Sorry for the long break over Memorial Day Weekend, but that really hasn't been what's put me off posting for the last 2 weeks.

The fact is that I'm up against intractable problems here, and doing so from two distinctly different directions. On one side, there are the posts that draw upon my personal pain. They portray the challenges that come with dealing with loss, the anatomy of one psyche coping against the void. On another side, there are the posts that try to abstract from that personal realm into something that might apply beyond me. Something that might strike a chord somewhere in the world.

Neither approach resolves, and my failures here make me feel... diminished. Robert Frost once wrote of "what to make of a diminished thing." And in my own poetry I tried to capture that at times, but not tonight. Tonight, let the thing remain diminished -- because the world is big, and we are small.

Instead let me talk for a little bit about how I come to terms with being a diminished thing -- I don't mean this in a self-derogatory sense. It is our mortal fate, and as such it comes about naturally that we must ask: what is the value of this life? Of my life? Against cosmic timescales and black holes and the births of galaxies?

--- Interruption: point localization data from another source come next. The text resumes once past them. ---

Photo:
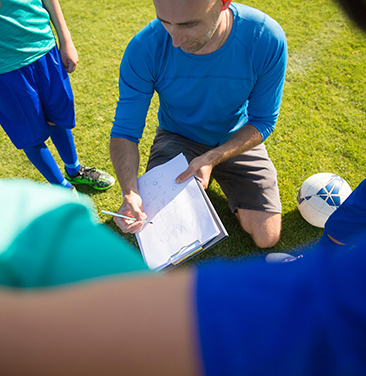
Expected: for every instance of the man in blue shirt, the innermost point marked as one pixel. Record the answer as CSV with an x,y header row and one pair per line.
x,y
219,71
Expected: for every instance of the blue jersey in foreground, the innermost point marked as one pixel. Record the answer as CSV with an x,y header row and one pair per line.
x,y
303,318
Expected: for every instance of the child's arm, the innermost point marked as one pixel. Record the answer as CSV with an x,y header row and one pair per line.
x,y
69,55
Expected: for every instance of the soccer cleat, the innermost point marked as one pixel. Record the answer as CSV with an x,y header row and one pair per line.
x,y
97,179
279,258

Several people have spoken to me of feeling my father's presence. I myself have on a few occasions felt his presence very strongly, and yet I know he is not there in any supernatural sense. So how do I account for this?

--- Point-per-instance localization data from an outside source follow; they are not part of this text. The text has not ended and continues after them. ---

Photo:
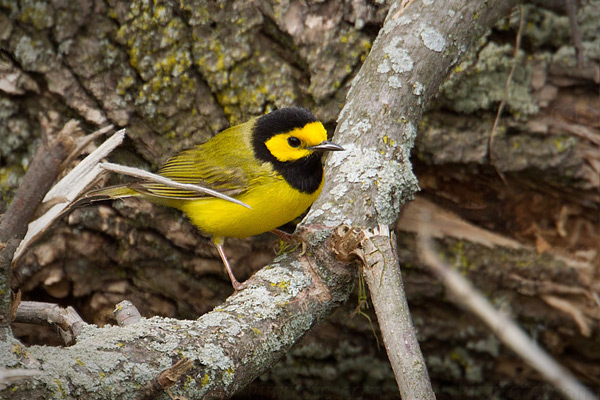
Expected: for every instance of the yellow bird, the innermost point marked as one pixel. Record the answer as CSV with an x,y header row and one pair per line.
x,y
271,163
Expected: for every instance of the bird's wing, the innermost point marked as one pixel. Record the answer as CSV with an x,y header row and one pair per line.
x,y
198,167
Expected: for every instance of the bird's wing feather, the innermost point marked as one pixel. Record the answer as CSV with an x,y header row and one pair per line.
x,y
215,166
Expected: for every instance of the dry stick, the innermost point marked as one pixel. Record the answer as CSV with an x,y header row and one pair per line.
x,y
383,276
500,324
506,86
66,320
38,179
68,189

Beyond the genetic inheritance I carry within me, my father is deeply imprinted in the fabric of my mind. It gathers up the layer upon layer of two dimensional information and three-dimensional memories, and now that he is gone, that information churns and fabricates and constructs him there. And when the mind is freed of the constraints bound to "Dad is gone" -- it re-constitutes him here for me. Just as your minds re-constitute him to varying degrees.

The significance of this, I think, is that it returns us to the fabric of humanity and our impact upon it. The warp and woof of my father continues long after the thread is cut. The community that accrued to him is a fabric that persists and carries forward. The chapter of any individual life is short, but the book is long. And the book requires those chapters, every one of them. The chapters accumulate and influence the narrative going forward. It establishes "normalcy" and creates "inertias" that can never entirely be countermanded or erased.

Now as to why the narrative of Humanity might have any significance... that's a question for a different day.